In response, I will argue that rationality in physics appears elusive even in its key moments only if we premise our analysis of actual scientific practice on narrow models of scientific knowledge. These models, such as that of P. Suppes (1957, 1960) used in the above-outlined analysis of the equivalence case, focus their conceptual and historical analysis on the aspects of scientific knowledge committed to the mathematical-logical analysis of the formalisms (such as MM and WM), which, although indispensable in scientific practice, may not be even the most important mark of its rationality. Such a narrowly-focused analysis is bound to miss some key aspects of the physicists’ arguments, embedded as they are in philosophical and historical contexts, contexts which must be unraveled if one is to do justice to the physicists’ thinking.
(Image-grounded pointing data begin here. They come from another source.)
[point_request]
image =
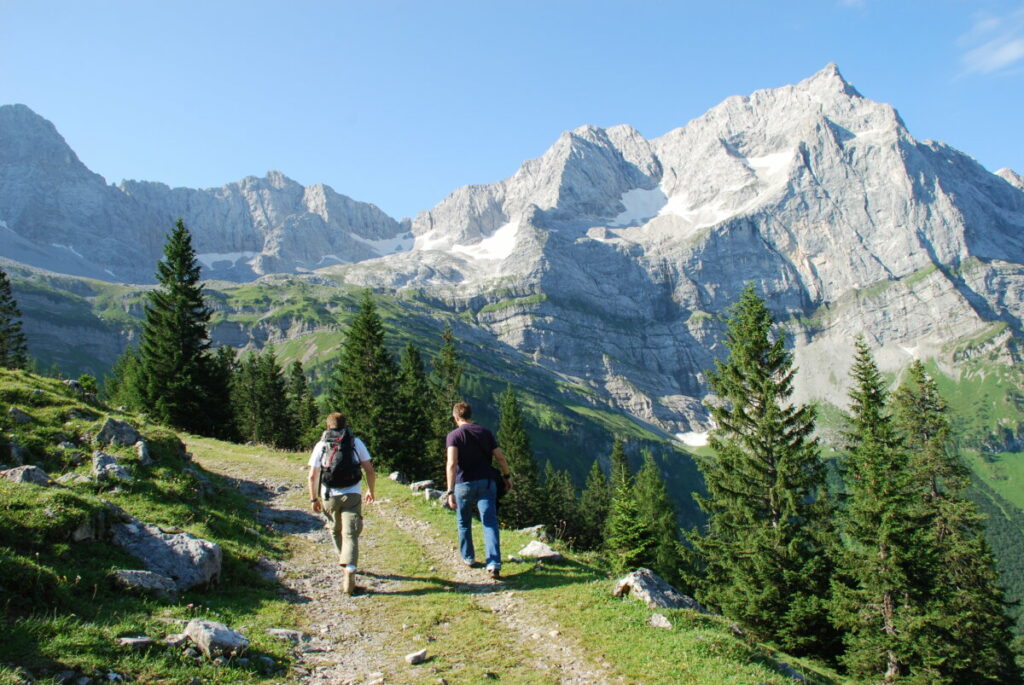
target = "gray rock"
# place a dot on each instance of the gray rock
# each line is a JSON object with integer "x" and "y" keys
{"x": 654, "y": 592}
{"x": 27, "y": 474}
{"x": 288, "y": 635}
{"x": 659, "y": 621}
{"x": 540, "y": 531}
{"x": 12, "y": 453}
{"x": 538, "y": 550}
{"x": 17, "y": 416}
{"x": 142, "y": 450}
{"x": 117, "y": 432}
{"x": 188, "y": 561}
{"x": 216, "y": 639}
{"x": 107, "y": 469}
{"x": 417, "y": 656}
{"x": 138, "y": 643}
{"x": 143, "y": 582}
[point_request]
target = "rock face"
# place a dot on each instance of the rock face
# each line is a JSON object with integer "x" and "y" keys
{"x": 609, "y": 260}
{"x": 56, "y": 214}
{"x": 186, "y": 560}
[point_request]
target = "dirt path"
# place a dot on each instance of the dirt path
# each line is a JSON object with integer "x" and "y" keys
{"x": 342, "y": 646}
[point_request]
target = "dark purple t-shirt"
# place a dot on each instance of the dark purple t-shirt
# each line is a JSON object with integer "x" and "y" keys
{"x": 475, "y": 444}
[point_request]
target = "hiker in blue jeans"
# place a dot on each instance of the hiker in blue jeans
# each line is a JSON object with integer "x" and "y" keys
{"x": 471, "y": 485}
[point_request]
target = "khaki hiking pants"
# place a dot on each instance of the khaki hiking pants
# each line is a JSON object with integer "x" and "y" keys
{"x": 344, "y": 513}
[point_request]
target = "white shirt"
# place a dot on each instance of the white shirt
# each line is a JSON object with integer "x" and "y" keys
{"x": 360, "y": 453}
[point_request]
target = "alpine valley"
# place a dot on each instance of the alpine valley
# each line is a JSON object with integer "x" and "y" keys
{"x": 596, "y": 277}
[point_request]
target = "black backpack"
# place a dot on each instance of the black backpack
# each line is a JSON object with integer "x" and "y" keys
{"x": 339, "y": 463}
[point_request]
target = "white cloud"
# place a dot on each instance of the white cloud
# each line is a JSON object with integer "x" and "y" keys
{"x": 993, "y": 44}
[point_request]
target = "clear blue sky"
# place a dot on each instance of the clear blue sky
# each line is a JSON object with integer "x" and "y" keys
{"x": 399, "y": 102}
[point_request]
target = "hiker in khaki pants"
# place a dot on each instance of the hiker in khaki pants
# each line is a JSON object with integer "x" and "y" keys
{"x": 337, "y": 465}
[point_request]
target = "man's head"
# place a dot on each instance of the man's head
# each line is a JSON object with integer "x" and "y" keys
{"x": 462, "y": 412}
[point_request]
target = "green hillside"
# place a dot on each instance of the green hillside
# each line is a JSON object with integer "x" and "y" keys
{"x": 60, "y": 616}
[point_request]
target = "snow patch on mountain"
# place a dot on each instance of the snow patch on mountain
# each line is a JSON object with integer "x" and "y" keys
{"x": 211, "y": 259}
{"x": 499, "y": 245}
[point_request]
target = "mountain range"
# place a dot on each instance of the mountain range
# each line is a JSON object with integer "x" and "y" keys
{"x": 610, "y": 260}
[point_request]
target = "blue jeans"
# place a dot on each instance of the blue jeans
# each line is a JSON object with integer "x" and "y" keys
{"x": 483, "y": 496}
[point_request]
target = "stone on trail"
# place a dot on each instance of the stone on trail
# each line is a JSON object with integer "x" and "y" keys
{"x": 215, "y": 639}
{"x": 659, "y": 621}
{"x": 107, "y": 468}
{"x": 117, "y": 432}
{"x": 539, "y": 550}
{"x": 27, "y": 474}
{"x": 417, "y": 656}
{"x": 143, "y": 582}
{"x": 654, "y": 592}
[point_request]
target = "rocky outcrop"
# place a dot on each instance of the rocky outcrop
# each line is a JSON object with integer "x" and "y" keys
{"x": 649, "y": 588}
{"x": 186, "y": 560}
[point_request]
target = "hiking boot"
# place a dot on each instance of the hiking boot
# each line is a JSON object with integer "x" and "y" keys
{"x": 347, "y": 582}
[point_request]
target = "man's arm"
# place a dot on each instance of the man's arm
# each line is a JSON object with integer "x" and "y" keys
{"x": 503, "y": 466}
{"x": 453, "y": 459}
{"x": 368, "y": 469}
{"x": 313, "y": 486}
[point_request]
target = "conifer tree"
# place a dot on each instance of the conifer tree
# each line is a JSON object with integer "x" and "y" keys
{"x": 302, "y": 412}
{"x": 766, "y": 547}
{"x": 968, "y": 634}
{"x": 261, "y": 400}
{"x": 882, "y": 589}
{"x": 445, "y": 381}
{"x": 594, "y": 503}
{"x": 364, "y": 386}
{"x": 172, "y": 353}
{"x": 519, "y": 508}
{"x": 655, "y": 506}
{"x": 559, "y": 504}
{"x": 415, "y": 457}
{"x": 13, "y": 345}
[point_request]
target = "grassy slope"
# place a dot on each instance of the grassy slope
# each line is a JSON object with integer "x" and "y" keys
{"x": 58, "y": 612}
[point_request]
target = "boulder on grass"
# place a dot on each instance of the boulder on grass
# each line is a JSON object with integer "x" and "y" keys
{"x": 216, "y": 639}
{"x": 143, "y": 583}
{"x": 27, "y": 474}
{"x": 117, "y": 432}
{"x": 654, "y": 592}
{"x": 539, "y": 550}
{"x": 188, "y": 561}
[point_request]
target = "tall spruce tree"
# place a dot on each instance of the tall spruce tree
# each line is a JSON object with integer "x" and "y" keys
{"x": 882, "y": 587}
{"x": 13, "y": 345}
{"x": 302, "y": 412}
{"x": 766, "y": 548}
{"x": 968, "y": 633}
{"x": 656, "y": 507}
{"x": 520, "y": 506}
{"x": 172, "y": 353}
{"x": 594, "y": 503}
{"x": 364, "y": 386}
{"x": 416, "y": 458}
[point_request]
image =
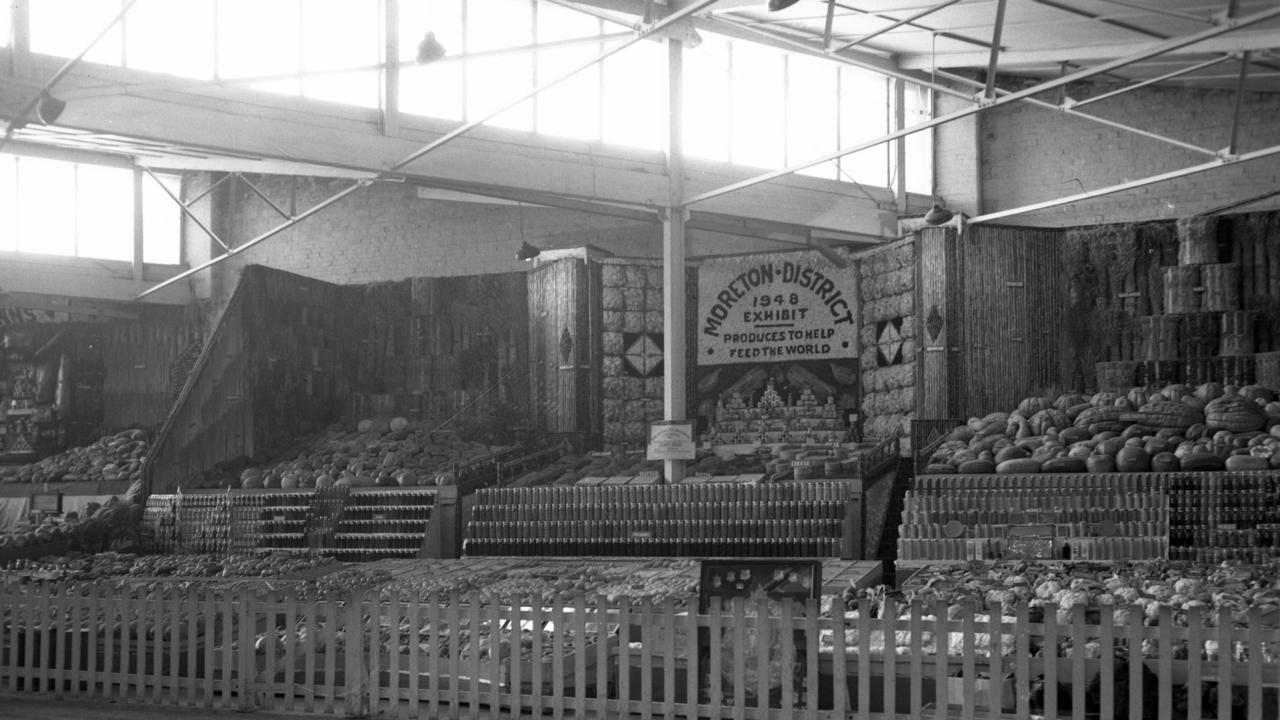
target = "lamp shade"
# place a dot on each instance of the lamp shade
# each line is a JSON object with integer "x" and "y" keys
{"x": 429, "y": 50}
{"x": 526, "y": 251}
{"x": 49, "y": 108}
{"x": 937, "y": 215}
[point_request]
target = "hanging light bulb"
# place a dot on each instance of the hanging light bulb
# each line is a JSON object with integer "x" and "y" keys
{"x": 937, "y": 215}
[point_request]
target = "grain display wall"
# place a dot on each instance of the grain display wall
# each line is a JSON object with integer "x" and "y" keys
{"x": 887, "y": 282}
{"x": 631, "y": 342}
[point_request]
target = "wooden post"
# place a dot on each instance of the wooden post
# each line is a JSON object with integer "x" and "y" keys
{"x": 673, "y": 255}
{"x": 855, "y": 522}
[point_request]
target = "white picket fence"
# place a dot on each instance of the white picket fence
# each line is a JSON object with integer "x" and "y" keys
{"x": 471, "y": 656}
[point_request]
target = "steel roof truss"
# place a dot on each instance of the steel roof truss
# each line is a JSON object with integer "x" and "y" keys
{"x": 1151, "y": 51}
{"x": 186, "y": 210}
{"x": 909, "y": 19}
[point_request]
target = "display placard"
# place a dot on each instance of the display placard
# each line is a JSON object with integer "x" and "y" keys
{"x": 671, "y": 441}
{"x": 776, "y": 308}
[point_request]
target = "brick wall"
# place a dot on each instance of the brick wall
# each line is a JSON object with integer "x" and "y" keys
{"x": 387, "y": 232}
{"x": 1031, "y": 154}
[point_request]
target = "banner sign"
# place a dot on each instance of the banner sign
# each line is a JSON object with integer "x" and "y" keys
{"x": 776, "y": 308}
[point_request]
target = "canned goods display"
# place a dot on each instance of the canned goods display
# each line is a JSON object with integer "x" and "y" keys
{"x": 702, "y": 519}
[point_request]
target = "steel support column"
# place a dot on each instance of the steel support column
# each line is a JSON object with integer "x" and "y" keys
{"x": 673, "y": 300}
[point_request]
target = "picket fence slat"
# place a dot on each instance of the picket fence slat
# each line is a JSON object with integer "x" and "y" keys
{"x": 229, "y": 648}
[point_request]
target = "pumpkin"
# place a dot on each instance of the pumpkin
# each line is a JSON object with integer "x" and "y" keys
{"x": 1255, "y": 392}
{"x": 1169, "y": 414}
{"x": 1243, "y": 463}
{"x": 977, "y": 468}
{"x": 1065, "y": 464}
{"x": 1233, "y": 413}
{"x": 1133, "y": 460}
{"x": 1069, "y": 400}
{"x": 1208, "y": 391}
{"x": 1202, "y": 461}
{"x": 1100, "y": 464}
{"x": 1011, "y": 452}
{"x": 1138, "y": 396}
{"x": 1165, "y": 463}
{"x": 1102, "y": 399}
{"x": 1018, "y": 466}
{"x": 1046, "y": 419}
{"x": 1032, "y": 405}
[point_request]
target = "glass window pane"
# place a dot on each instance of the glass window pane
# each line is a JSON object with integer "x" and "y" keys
{"x": 341, "y": 35}
{"x": 758, "y": 136}
{"x": 813, "y": 106}
{"x": 864, "y": 115}
{"x": 65, "y": 27}
{"x": 260, "y": 37}
{"x": 919, "y": 145}
{"x": 45, "y": 220}
{"x": 433, "y": 90}
{"x": 571, "y": 108}
{"x": 492, "y": 82}
{"x": 161, "y": 222}
{"x": 707, "y": 100}
{"x": 104, "y": 213}
{"x": 8, "y": 204}
{"x": 635, "y": 108}
{"x": 172, "y": 37}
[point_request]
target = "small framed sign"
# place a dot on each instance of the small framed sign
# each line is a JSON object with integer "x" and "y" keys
{"x": 50, "y": 502}
{"x": 672, "y": 440}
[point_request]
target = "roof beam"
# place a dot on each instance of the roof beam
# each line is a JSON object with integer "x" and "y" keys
{"x": 1228, "y": 41}
{"x": 1121, "y": 187}
{"x": 1159, "y": 49}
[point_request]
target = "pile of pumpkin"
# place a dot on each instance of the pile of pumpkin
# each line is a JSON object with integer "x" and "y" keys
{"x": 1178, "y": 427}
{"x": 378, "y": 452}
{"x": 112, "y": 458}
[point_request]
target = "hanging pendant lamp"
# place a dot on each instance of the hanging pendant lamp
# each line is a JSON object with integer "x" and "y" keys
{"x": 937, "y": 215}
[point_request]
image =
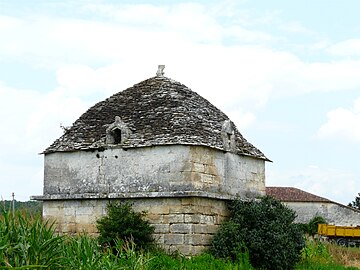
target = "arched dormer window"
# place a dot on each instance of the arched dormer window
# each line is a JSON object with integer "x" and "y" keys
{"x": 117, "y": 132}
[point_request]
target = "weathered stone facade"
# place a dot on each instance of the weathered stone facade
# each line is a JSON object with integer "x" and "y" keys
{"x": 164, "y": 148}
{"x": 174, "y": 170}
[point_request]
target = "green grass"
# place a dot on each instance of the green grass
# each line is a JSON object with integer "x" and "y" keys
{"x": 28, "y": 243}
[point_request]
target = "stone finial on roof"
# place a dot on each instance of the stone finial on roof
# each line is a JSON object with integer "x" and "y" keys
{"x": 160, "y": 71}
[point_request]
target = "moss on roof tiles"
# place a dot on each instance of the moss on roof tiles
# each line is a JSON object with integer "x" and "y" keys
{"x": 158, "y": 111}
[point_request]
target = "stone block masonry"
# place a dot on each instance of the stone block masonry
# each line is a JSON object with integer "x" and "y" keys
{"x": 184, "y": 224}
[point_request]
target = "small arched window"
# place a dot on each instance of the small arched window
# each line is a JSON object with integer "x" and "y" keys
{"x": 116, "y": 133}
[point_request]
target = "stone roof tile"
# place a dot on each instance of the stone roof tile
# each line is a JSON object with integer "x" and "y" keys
{"x": 157, "y": 111}
{"x": 290, "y": 194}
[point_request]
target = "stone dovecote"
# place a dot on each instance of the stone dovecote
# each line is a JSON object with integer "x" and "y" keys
{"x": 161, "y": 146}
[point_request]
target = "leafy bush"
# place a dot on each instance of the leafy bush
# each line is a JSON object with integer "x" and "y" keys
{"x": 266, "y": 229}
{"x": 122, "y": 222}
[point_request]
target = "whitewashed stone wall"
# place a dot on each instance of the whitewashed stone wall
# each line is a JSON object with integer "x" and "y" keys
{"x": 151, "y": 172}
{"x": 334, "y": 213}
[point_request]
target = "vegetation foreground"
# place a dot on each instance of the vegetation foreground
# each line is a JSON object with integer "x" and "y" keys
{"x": 26, "y": 242}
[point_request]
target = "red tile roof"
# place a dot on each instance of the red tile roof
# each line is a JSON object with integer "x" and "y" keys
{"x": 290, "y": 194}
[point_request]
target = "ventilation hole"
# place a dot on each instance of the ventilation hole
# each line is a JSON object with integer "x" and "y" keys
{"x": 116, "y": 133}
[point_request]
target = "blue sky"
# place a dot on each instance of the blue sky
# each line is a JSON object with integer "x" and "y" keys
{"x": 286, "y": 72}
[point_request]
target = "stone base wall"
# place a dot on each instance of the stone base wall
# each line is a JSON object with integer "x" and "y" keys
{"x": 181, "y": 224}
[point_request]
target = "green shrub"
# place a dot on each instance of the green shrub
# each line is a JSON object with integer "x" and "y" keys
{"x": 122, "y": 222}
{"x": 265, "y": 228}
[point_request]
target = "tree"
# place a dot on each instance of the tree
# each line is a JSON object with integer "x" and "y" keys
{"x": 122, "y": 222}
{"x": 355, "y": 204}
{"x": 265, "y": 229}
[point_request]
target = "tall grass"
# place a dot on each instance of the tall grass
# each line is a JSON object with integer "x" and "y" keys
{"x": 26, "y": 242}
{"x": 327, "y": 256}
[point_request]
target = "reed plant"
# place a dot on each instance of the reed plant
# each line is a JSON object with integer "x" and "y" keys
{"x": 27, "y": 242}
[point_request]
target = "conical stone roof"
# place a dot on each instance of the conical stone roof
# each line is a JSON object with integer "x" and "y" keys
{"x": 157, "y": 111}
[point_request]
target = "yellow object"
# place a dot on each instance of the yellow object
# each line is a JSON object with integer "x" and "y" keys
{"x": 338, "y": 231}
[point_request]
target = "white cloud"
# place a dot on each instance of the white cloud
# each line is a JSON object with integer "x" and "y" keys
{"x": 29, "y": 123}
{"x": 342, "y": 124}
{"x": 350, "y": 47}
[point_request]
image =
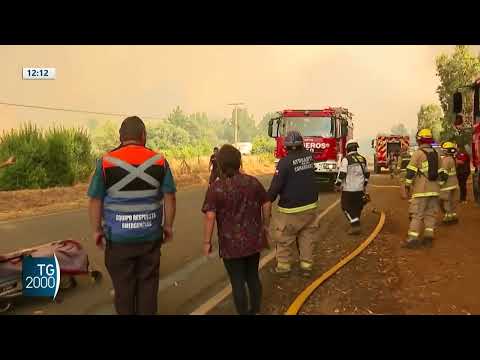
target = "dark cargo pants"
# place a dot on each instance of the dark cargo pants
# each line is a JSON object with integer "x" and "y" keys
{"x": 135, "y": 271}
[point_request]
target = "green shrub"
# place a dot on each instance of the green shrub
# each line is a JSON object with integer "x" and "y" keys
{"x": 263, "y": 144}
{"x": 55, "y": 157}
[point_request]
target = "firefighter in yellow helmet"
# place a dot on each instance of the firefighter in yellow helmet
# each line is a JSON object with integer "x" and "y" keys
{"x": 422, "y": 181}
{"x": 449, "y": 195}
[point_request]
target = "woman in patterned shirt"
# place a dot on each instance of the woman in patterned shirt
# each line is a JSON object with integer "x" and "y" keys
{"x": 239, "y": 204}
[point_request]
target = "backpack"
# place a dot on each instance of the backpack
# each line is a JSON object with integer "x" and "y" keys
{"x": 432, "y": 158}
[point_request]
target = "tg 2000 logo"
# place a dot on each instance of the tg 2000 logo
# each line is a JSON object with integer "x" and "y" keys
{"x": 40, "y": 276}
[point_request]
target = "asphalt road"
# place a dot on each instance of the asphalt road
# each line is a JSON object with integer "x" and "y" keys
{"x": 187, "y": 277}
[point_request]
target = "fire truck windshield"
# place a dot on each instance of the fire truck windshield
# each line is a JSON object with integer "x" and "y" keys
{"x": 310, "y": 126}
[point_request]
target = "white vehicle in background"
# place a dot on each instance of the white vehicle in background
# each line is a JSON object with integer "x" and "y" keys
{"x": 245, "y": 148}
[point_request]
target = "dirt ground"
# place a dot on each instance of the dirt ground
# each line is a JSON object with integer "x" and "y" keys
{"x": 385, "y": 278}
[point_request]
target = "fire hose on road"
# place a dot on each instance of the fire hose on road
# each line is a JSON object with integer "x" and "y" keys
{"x": 305, "y": 294}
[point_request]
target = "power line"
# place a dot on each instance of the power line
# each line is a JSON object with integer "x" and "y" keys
{"x": 76, "y": 111}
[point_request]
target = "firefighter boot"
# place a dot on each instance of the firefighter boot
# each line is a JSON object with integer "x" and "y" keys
{"x": 427, "y": 237}
{"x": 306, "y": 268}
{"x": 447, "y": 219}
{"x": 282, "y": 269}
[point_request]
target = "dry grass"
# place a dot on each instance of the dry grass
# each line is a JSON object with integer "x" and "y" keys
{"x": 15, "y": 204}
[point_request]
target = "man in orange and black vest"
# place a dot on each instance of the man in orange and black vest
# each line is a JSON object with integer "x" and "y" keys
{"x": 133, "y": 193}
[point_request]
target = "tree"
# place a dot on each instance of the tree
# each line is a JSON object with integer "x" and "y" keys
{"x": 430, "y": 116}
{"x": 262, "y": 127}
{"x": 399, "y": 129}
{"x": 456, "y": 70}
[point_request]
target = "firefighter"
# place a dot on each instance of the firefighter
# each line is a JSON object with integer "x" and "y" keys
{"x": 8, "y": 162}
{"x": 393, "y": 164}
{"x": 449, "y": 191}
{"x": 294, "y": 182}
{"x": 422, "y": 182}
{"x": 133, "y": 192}
{"x": 353, "y": 179}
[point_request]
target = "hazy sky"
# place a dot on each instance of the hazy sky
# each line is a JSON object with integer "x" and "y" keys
{"x": 381, "y": 85}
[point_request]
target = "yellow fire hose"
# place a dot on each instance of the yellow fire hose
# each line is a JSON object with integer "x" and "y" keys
{"x": 305, "y": 294}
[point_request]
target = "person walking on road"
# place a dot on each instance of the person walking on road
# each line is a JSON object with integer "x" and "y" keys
{"x": 294, "y": 183}
{"x": 8, "y": 162}
{"x": 213, "y": 166}
{"x": 463, "y": 172}
{"x": 449, "y": 191}
{"x": 422, "y": 183}
{"x": 133, "y": 193}
{"x": 353, "y": 179}
{"x": 240, "y": 206}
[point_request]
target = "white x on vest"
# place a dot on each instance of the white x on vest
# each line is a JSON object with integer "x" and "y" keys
{"x": 134, "y": 172}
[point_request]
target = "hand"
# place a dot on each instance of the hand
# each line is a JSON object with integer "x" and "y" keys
{"x": 167, "y": 234}
{"x": 99, "y": 238}
{"x": 11, "y": 160}
{"x": 207, "y": 248}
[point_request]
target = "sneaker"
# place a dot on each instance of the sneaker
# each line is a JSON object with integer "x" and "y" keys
{"x": 411, "y": 244}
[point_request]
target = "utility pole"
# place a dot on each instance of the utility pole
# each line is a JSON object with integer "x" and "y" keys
{"x": 235, "y": 130}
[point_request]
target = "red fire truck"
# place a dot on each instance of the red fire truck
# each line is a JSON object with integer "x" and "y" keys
{"x": 385, "y": 146}
{"x": 325, "y": 133}
{"x": 458, "y": 108}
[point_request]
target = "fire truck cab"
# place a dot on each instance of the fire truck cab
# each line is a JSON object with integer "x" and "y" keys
{"x": 325, "y": 133}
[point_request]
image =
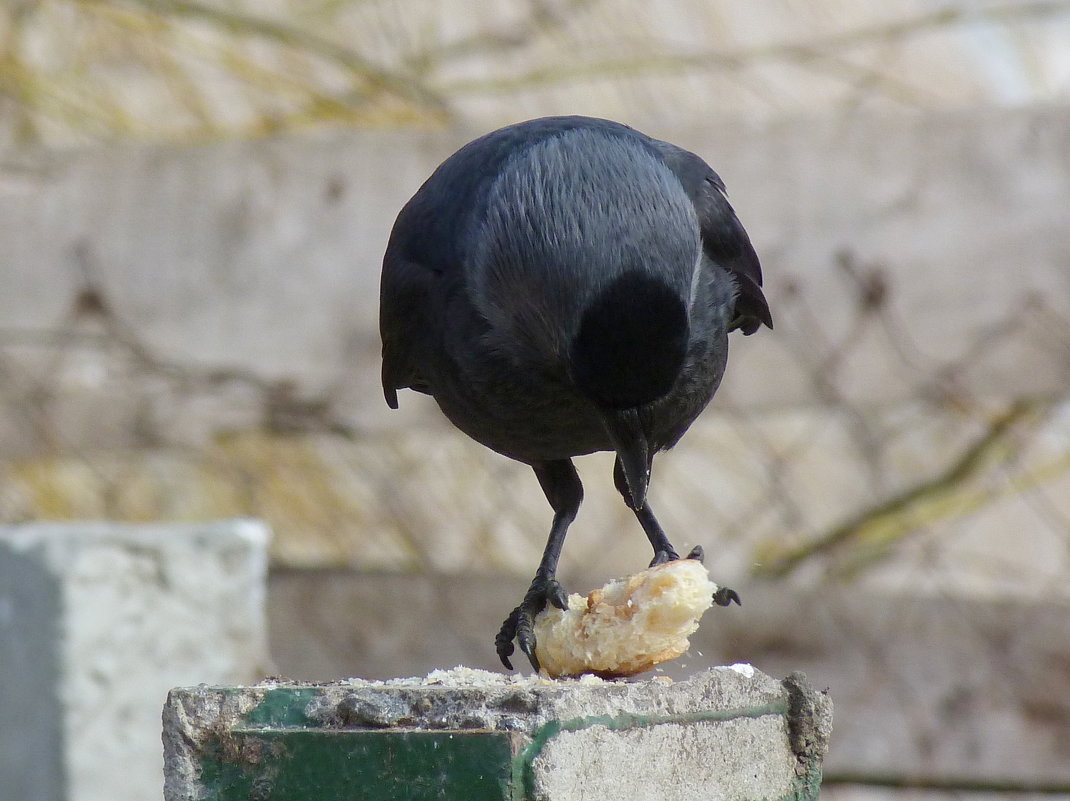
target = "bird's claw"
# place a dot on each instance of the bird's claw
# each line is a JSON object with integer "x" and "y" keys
{"x": 662, "y": 556}
{"x": 724, "y": 597}
{"x": 520, "y": 624}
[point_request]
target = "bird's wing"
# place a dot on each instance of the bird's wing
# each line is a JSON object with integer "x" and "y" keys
{"x": 723, "y": 237}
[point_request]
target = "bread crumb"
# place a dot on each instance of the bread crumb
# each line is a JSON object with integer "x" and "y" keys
{"x": 626, "y": 627}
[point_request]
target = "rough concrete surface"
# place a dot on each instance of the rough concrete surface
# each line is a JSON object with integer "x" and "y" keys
{"x": 97, "y": 621}
{"x": 938, "y": 687}
{"x": 728, "y": 733}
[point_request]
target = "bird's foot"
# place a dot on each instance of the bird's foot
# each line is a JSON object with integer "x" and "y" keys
{"x": 724, "y": 597}
{"x": 520, "y": 624}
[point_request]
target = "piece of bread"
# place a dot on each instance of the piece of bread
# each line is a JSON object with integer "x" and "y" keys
{"x": 628, "y": 626}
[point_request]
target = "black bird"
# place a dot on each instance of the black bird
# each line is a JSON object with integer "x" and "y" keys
{"x": 564, "y": 286}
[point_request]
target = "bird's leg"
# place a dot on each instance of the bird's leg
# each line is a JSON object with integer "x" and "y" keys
{"x": 662, "y": 548}
{"x": 564, "y": 491}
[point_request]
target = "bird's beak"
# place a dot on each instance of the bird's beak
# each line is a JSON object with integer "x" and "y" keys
{"x": 629, "y": 441}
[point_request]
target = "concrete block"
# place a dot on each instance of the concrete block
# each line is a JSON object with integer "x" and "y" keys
{"x": 730, "y": 734}
{"x": 97, "y": 621}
More specifically, with respect to the case of equivalence, the kind of equivalence that was pursued at a later stage by Von Neumann, and which allegedly represents a moment of lucidity in the overwhelming messiness of the development of QM, was only a one possible refinement of the previous agreement on the preliminary, yet both experimentally and conceptually sufficiently substantiated, concept of equivalence. Some of the key early experimental results demonstrated that the N. Bohr’s (1985) model of atom provides a satisfactory common ground, unifying the opposed formalisms of MM and WM in very tangible terms and setting the groundwork for further exploration of their relationship. The formal proofs were only a part of this overall effort. Only at a later stage of development were the proofs worked out in precisely the terms that the above-mentioned historical and conceptual analyses that I criticize, takes to be the subject of the agreement on equivalence of the mid-1920s. Indeed, the claim of equivalence was based on the postulates of Bohr’s model concerning the so-called stationary states (i.e., the permitted energy states) of the atom that proved to be indispensable in both formalisms, which, while formulated in different ways, turned out to be reconcilable within the framework of Bohr’s model. Thus, the 1920s agreement on equivalence appears to be a myth only if we leave out the ontological (and focus exclusively on a purely formal goal) which was shared by the physics community of that time, of providing a coherent overall model of the atom. Although the equivalence of the 1920s was provisional, it was justified in virtue of its ontological aim.